A year on from the collapse of Lehman Brothers sending global markets into a tailspin, credit markets and bank funding costs appear to be stabilising, according the the latest assessment by global banking authority Bank of International Settlements.
The cost of funding for banks has pulled back to the lowest level since the start of 2008, although central banks around the work continue to provide support to to lenders, BIS said in its latest quarterly review.
''Generally, markets continued to show signs of normalising, as risk tolerance edged further upwards and risk premia receded.''
''In interbank money markets, key spreads narrowed to levels not seen since the beginning of 2008, and in some cases even further. Improvements were also visible in credit markets, although important segments continued to rely on central bank support,'' BIS said.
BIS is often referred to as the central bank of central banks. Further details the health of credit markets are expected this afternoon when the Reserve Bank of Australia releases minutes of last week's monthly board meeting.
Despite uncertainty about the pace of global economic recovery, BIS said investors remained ''cautiously optimistic'' in the period between end-May and early September 2009.
Ongoing support of bank wholesale funding markets continued to spur on fund raising among banks. Globally, the volume of bank debt securities in the second quarter of 2009 of $US837 billion, was up 25 per cent from the same time last year.
BIS noted the financial sector continued to report surprisingly strong earnings for the second quarter, helping to fuel a surge of up to 20 per cent during the period. Still, BIS said questions remain about the quality and sustainability of bank profits.
Banks international exposure is still shrinking, although at a slower pace as tensions in financial markets begun to subside.

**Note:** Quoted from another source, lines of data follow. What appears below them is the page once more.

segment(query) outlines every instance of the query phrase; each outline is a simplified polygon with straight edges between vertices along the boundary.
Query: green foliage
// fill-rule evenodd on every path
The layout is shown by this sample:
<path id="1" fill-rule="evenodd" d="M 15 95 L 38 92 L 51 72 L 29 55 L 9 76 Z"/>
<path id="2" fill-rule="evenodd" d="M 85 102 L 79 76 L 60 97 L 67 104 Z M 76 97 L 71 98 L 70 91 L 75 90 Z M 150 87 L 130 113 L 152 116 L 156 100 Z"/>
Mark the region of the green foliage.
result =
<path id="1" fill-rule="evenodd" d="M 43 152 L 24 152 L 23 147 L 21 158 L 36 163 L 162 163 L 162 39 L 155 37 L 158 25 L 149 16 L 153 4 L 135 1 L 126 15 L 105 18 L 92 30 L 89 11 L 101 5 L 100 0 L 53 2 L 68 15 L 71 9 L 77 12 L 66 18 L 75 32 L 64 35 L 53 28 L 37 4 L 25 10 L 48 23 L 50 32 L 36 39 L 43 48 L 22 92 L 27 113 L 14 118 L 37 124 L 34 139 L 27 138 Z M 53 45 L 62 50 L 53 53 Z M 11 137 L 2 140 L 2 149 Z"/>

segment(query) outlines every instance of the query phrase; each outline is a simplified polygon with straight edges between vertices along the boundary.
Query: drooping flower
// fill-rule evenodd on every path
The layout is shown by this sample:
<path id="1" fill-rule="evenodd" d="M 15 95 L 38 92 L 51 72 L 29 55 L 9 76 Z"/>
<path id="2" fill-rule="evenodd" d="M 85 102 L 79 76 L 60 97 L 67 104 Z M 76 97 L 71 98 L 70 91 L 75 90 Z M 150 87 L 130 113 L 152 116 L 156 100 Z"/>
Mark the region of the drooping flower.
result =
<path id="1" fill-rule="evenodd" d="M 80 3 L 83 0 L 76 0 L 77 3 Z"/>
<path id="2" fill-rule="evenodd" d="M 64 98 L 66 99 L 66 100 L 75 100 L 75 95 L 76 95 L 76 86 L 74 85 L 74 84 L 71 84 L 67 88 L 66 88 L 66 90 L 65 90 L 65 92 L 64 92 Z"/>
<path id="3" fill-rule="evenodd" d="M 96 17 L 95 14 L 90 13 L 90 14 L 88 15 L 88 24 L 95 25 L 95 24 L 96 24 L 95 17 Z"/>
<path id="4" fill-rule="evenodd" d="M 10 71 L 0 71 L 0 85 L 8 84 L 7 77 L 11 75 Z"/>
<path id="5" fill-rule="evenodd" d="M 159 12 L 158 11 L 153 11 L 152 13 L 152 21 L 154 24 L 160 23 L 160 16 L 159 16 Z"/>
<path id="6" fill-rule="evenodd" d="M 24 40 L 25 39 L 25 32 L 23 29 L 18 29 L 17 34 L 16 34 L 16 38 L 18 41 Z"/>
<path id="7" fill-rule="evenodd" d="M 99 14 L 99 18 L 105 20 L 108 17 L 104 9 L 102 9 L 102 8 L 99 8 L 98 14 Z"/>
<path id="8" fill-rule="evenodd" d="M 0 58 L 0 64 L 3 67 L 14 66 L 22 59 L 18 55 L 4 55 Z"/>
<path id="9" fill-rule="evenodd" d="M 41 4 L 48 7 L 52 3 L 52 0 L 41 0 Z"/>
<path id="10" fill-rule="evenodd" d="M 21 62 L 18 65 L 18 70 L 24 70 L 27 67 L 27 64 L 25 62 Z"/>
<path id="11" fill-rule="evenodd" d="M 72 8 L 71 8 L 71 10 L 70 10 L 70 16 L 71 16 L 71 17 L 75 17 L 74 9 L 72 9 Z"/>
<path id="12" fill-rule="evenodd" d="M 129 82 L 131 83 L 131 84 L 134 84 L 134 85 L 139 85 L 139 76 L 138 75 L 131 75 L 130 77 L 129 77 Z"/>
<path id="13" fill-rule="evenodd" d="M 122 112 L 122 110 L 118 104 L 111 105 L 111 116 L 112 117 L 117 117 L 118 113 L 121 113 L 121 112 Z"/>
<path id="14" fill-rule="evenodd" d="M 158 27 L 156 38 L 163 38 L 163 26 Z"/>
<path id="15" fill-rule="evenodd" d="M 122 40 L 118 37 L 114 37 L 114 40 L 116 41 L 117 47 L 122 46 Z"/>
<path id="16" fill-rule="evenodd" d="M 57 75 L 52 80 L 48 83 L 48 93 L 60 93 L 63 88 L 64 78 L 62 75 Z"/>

Banks registered a $US812 billion ($946.9 billion) fall in their interbank positions compared to the fourth quarter of 2008, reflecting protracted funding pressures. However, the decrease in international credit to non-banks, at $US258 billion, ($300.9 billion) was only one fourth that seen in the previous quarter.
The assessment follows G20 finance ministers and central bankers earlier this month throwing their support behind a push for central banks to strengthen capital reserves. Not only should banks hold more capital, but it should be of higher quality, G20 officials said.
Separately, Australia's banking regulator last week detailed new rules that could be force banks to substantially increase the minimum level of cash and so-called liquid assets sitting on their balance sheet aimed at helping them withstand further global financial shocks.
But the rules, if adopted, may hit profits for the sector given that holding liquid assets, such as cash or government bonds, is an unproductive, though necessary, part of banking.
Many banks were caught out in September last year when funding markets dried up as fears spread through the financial system about contagion from the US sub-prime crisis.
The Australian Prudential Regulation Authority proposed that banks must have enough cash or cash-like assets on hand to fund their operations for at least a month. Current rules require cash assets to cover just five days' worth of funding.